サブカル 語る。

サブカルチャーなどについての雑談

「キレる」の現代と「ぷっつん」の80年代について

ベビーカー論争の先にあるものについて - サブカル 語る。

 

昨日のブログ記事で、僕はベビーカー論争の根底となっているのは

この道具そのものの是非ではなくて、単純に僕ら日本人の

「不快感」や「迷惑」などに対する基準値が低くなっているからでは?と

述べました。日本で老若男女がどういうわけだかしょーもないことで

怒ったりイラついたり。こういった「キレる」という現象は

ある時期「若者」にみられる現象と思われていましたが、

このブログを見るとそうでもないみたいです。

 

キレる老人について考えてみた話 - ネットの海の渚にて

 

 


「キレる老人」問題と、現代居住空間の世代間断絶

 

このブログでは60歳あたりの男性に胸倉を掴まれたり、理不尽な要求を

つきつけられて困ったご体験を踏まえて、上の記事についてブロガーさんが

ご自身の見解を述べており、読んでいてそういうのに巻き込まれた

体験が無くて、マジでよかったと思いました。老いも若きもイライラ、イライラ・・・。

いったい何時頃から、このような「国民総怒り」みたいな世の中になったのか?

 

僕は、それを90年代。「キレる」という単語が流通し始めたあたりでは?と

考えています。さかのぼって80年代。人々は怒りを「ぷっつん」という言葉で

言い表していました。まぁ、今になっては誰も使わない単語だけど。

 

ぷっつんというのはgoogleで調べてみたところ

「我慢の限界を超え、正常な判断や行動が出来なくなるさまを表す言葉」として

80年代に流行り、1986年には流行語大賞にも輝きました。

またこの単語をタイトルに使ったテレビ番組も放映されています。

 

バラエティ番組では「鶴ちゃんのプッツン5」

ドラマでは「アナウンサーぷっつん物語

 

などなど。

 

この「ぷっつん」は確かに怒りを表す単語ではありますが

その響きのせいかどことなく、まぬけなイメージも持っています。

本人は大マジメで怒っているんだろうけど、このフレーズを

「俺もう、ぷっつんしそう」とかいった感じで使うと

その人自身が怒りに対してどこか距離を置いており

怒っている自分自身を、どこかで茶化しているような印象があって、

軽薄短小」などと評される80年代の雰囲気にピッタリのフレーズに思えます。

 

だけど、このぷっつんはもはや誰も使いません。

今、僕らが同じ心境となった時に使っているのは「キレる」です

「キレる」というのは「切る」であり、その響きにはユーモアも

なにもありはない。
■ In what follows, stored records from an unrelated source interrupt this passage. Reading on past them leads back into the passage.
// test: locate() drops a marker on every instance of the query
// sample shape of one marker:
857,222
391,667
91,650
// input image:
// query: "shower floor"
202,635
ただ、そこにあるのは身も蓋もない、徹底的な「断絶」を

僕に連想させます。こんな言葉を使っていりゃ、そりゃ気持ちも

荒んでくるというものです。ベビーカー論争において、多くのブロガーさんは

心にゆとりを!訴えていました。

 

たぶんそれはもう一度、この現代に「キレる」ではなくて、

「ぷっつん」の響きを取り戻すということなのかも知れません。